There is substantial evidence to support the finding that plaintiff’s principal work experience has been as a truck driver. There is also substantial evidence to support the finding that plaintiff has the residual capacity to return to his former work as a truck driver. This finding is substantiated by the medical reports of Dr. Back and the physician for the Missouri Department of Education, Vocational Rehabilitation. Both of these reports stated that plaintiff shoud be able to engage in some form of gainful employment. Dr. Stufflebam’s report indicated that he felt the weakness plaintiff attributed to his stomach problem was functional rather than organic. Further, plaintiff’s activities since he stopped working indicate that he could return to truck driving which did not include hard physical labor. Plaintiff retains the ability to drive his own automobile and is able to do such chores as painting and lawn work.
Plaintiff’s motion for summary judgment emphasizes the fact that the Veteran’s Administration has judged him to be totally disabled. However, as the Secretary suggests in his motion for summary judgment, decisions of other agencies regarding an individual’s disability are not determinative for the purposes of Title II of the Social Security Act. 20 C.F.R. § 404.1525 (1973); Rolenaitis v.

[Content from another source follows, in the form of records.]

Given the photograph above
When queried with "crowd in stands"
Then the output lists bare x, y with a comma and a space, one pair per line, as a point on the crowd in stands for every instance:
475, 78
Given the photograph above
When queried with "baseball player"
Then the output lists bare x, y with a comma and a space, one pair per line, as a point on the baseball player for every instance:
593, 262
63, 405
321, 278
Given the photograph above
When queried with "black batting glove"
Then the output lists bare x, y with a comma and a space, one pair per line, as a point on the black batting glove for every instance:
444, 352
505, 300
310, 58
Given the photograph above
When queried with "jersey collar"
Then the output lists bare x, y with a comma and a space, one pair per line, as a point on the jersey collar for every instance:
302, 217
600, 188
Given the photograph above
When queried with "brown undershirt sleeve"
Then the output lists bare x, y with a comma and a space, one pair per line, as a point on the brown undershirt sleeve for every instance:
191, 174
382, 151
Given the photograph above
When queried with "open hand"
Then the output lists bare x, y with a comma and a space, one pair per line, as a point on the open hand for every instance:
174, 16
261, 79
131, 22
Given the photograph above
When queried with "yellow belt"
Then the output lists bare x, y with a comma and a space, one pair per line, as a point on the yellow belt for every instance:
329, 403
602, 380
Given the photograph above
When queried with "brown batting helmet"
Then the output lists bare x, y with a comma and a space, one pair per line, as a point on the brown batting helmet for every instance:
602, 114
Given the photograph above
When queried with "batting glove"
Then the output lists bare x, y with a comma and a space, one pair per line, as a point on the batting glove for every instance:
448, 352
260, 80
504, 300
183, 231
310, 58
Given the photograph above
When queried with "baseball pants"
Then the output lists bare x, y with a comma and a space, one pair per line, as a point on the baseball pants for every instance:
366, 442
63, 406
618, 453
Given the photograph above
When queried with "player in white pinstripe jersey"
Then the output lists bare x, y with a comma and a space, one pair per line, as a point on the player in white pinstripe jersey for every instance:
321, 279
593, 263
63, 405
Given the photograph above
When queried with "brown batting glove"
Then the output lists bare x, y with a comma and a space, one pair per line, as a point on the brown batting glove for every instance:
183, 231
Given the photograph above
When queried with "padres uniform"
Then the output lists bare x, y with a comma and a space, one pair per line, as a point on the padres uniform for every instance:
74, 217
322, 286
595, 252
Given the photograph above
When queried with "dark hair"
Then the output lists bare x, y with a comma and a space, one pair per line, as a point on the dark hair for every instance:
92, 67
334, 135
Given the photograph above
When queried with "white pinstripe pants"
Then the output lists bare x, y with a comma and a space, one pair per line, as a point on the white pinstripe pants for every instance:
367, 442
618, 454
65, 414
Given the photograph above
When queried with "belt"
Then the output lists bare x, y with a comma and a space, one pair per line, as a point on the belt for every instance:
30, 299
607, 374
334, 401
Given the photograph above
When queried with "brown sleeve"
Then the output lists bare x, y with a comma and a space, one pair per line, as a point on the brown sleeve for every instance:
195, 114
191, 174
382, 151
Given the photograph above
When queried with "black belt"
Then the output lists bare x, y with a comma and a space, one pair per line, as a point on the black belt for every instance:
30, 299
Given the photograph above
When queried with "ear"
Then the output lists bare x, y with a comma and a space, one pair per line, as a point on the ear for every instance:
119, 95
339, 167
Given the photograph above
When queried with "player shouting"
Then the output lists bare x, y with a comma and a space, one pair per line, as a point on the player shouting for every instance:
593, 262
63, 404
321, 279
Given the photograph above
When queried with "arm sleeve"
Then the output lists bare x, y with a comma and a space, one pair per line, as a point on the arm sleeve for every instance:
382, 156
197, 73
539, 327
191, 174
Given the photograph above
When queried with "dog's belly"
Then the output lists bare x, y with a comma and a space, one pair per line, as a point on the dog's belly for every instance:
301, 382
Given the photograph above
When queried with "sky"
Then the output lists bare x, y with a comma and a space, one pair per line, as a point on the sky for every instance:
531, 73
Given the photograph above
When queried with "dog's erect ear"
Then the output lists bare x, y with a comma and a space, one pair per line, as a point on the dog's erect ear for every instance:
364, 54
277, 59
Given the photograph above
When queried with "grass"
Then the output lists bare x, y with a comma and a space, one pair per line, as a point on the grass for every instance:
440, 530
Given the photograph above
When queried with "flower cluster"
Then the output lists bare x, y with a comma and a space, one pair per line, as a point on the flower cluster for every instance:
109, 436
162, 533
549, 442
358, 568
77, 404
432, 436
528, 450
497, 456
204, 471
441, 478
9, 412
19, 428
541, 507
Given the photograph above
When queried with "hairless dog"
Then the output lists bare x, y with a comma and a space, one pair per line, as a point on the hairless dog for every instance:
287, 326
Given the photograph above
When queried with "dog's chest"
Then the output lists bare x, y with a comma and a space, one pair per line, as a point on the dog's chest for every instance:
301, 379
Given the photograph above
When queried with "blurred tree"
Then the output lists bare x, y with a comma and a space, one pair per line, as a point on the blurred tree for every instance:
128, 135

Richardson, 336 F.Supp. 1235 (E.D.Pa.1972), aff’d, 475 F.2d
Having determined that there is substantial evidence supporting the decision of the Secretary that the plaintiff retains the residual capacities to return to his former line of work, it is
Ordered that the decision of the Secretary be, and hereby is, affirmed; and it is
Ordered that the Secretary’s motion for summary judgment be, and hereby is, granted.
It is further ordered that plaintiff’s motion for summary judgment be, and hereby is, denied.